Using dark chocolate instead of milk chocolate and less sugar makes these muffins not as sweet as other muffins yet they don’t taste bland because the ripe bananas add sweetness. Just make sure to use really ripe or overripe bananas!
I often buy too many bananas so I freeze them after they get too many brown spots for my taste. I love bananas in baked goods or as smoothies or even on bread with some cream cheese but I can’t really eat them on their own and I can’t stand their smell when they are ripe. Haha, isn’t that weird!
So when they get overripe and I haven’t planned to bake anything with them I freeze them. Frozen bananas are great for smoothies and for baking. They develop a deeper banana flavor while freezing and it’s so convenient to always have perfectly ripe bananas on hand to make a batch of these Double Chocolate Banana Muffins or these Banana Muffins with Cinnamon Streusel.
Don’t have overripe bananas at home? Just place the bananas on a baking tray and bake at 350°F for 6-10 minutes until the skins turn black. Keep an eye on them because the time depends on how big and ripe they are to begin with.

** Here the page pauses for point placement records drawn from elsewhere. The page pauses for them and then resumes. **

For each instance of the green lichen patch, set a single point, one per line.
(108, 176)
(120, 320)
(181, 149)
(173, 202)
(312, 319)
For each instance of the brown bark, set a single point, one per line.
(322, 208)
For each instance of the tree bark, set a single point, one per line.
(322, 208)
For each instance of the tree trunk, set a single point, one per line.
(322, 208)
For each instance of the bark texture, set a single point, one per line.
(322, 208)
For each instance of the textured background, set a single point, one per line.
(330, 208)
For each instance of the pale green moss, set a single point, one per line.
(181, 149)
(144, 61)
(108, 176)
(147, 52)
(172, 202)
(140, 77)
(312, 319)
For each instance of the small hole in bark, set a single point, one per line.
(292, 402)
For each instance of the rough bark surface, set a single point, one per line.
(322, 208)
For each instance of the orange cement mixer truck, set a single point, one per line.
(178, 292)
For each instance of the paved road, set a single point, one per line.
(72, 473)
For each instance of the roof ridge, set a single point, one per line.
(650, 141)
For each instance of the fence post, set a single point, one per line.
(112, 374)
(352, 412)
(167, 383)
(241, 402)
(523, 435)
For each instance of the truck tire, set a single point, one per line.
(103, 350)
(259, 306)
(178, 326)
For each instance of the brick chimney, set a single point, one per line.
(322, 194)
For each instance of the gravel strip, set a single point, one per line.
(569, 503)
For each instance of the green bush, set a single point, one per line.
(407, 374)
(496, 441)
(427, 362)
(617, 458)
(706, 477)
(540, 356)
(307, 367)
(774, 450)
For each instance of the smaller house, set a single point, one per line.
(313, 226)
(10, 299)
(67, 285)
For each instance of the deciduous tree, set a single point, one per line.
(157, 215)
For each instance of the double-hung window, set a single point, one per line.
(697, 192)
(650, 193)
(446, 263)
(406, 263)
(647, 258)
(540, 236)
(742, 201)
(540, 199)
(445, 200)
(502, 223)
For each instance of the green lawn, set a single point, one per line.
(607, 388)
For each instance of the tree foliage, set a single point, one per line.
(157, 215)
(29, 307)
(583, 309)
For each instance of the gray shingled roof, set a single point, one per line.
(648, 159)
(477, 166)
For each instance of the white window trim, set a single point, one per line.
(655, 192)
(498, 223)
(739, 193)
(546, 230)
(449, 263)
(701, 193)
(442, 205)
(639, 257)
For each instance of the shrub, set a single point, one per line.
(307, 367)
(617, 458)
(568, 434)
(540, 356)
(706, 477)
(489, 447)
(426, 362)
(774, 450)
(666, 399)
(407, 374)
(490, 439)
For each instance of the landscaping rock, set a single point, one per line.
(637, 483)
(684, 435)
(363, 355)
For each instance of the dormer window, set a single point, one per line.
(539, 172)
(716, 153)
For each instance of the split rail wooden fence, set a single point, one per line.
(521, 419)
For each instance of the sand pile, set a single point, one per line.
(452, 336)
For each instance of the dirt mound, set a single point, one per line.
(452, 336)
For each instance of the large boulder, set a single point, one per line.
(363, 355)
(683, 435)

Double Chocolate Banana Muffins
These Double Chocolate Banana Muffins are fluffy and delicious yet they're healthier than a typical bakery-style muffin! A great breakfast treat.
- 3 very ripe bananas
- ½ cup vegetable oil 120ml
- 2 large eggs
- 1-2 tbsp espresso powder
- ½ cup brown sugar 100g
- 1 tsp vanilla extract
- 1/4 cup unsweetened cocoa powder 30g
- 1½ cups all-purpose flour 185g
- 1 teaspoon baking soda
- 1/2 cup dark chocolate chunks or chips
- Preheat the oven to 180°C/350°F and line a 12-cup muffin tin with cupcake liners or grease with cooking spray.
- In the bowl of a stand mixer fitted with the paddle attachment, add the bananas and mash at medium speed. Add the oil followed by the eggs and the espresso powder. Beat until the espresso powder is dissolved. Then add vanilla extract and sugar.
- Sift the unsweetened cocoa powder into a small bowl. Add the flour and baking soda and mix with a spoon until combined.
Add the flour mixture, beating at low speed, to the banana mixture. Beat just until combined. Fold in the chocolate chunks (or chips) with a rubber spatula. Spoon batter into the prepared muffin cups.
- Bake in the preheated oven for 15–20 minutes, or until a skewer inserted in the center of a muffin comes out clean. Allow to cool for a few minutes in their tin before removing and transferring to a wire rack.